What should I do after my heart attack Or Procedure (PCI/CABG)

  • Your cardiologist may recommend cardiac rehabilitation program
  • If you are concerned about your health or depressed you should speak out so that you will get the support or help you need
  • You may need a stress test 6weeks after before returning to your prior job or lifestyle
  • Quit smoking if you are a smoker
  • Take a beta blocker after a heart attack if recommended by your cardiologist.

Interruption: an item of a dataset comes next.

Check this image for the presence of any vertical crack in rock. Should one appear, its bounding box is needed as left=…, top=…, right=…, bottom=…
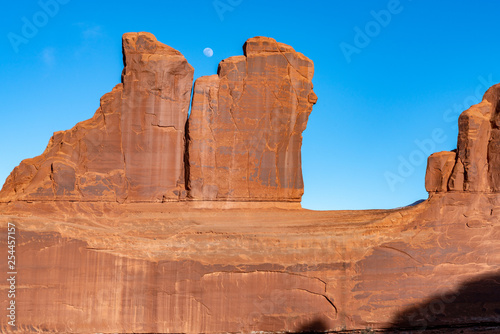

  • Discuss a cholesterol treatment plan with your physician
  • Take a daily enteric coated aspirin (75mg or 81mg) unless you have allergy or reason to avoid aspirin
  • Keep strict control of diabetes
  • Have control of your blood pressure
  • Follow a heart- healthy diet
  • Begin a regular basic exercise program, mainly walking
  • If you are obese or overweight, just losing 10% of your body weight will decrease your risk
  • Learn how to manage your stress.
  • Have a dentist or dental hygienists clean your teeth at least 2 times a year.
  • Be thankful that God has given you a second chance
  • If you trust your doctor, always follow his recommendations.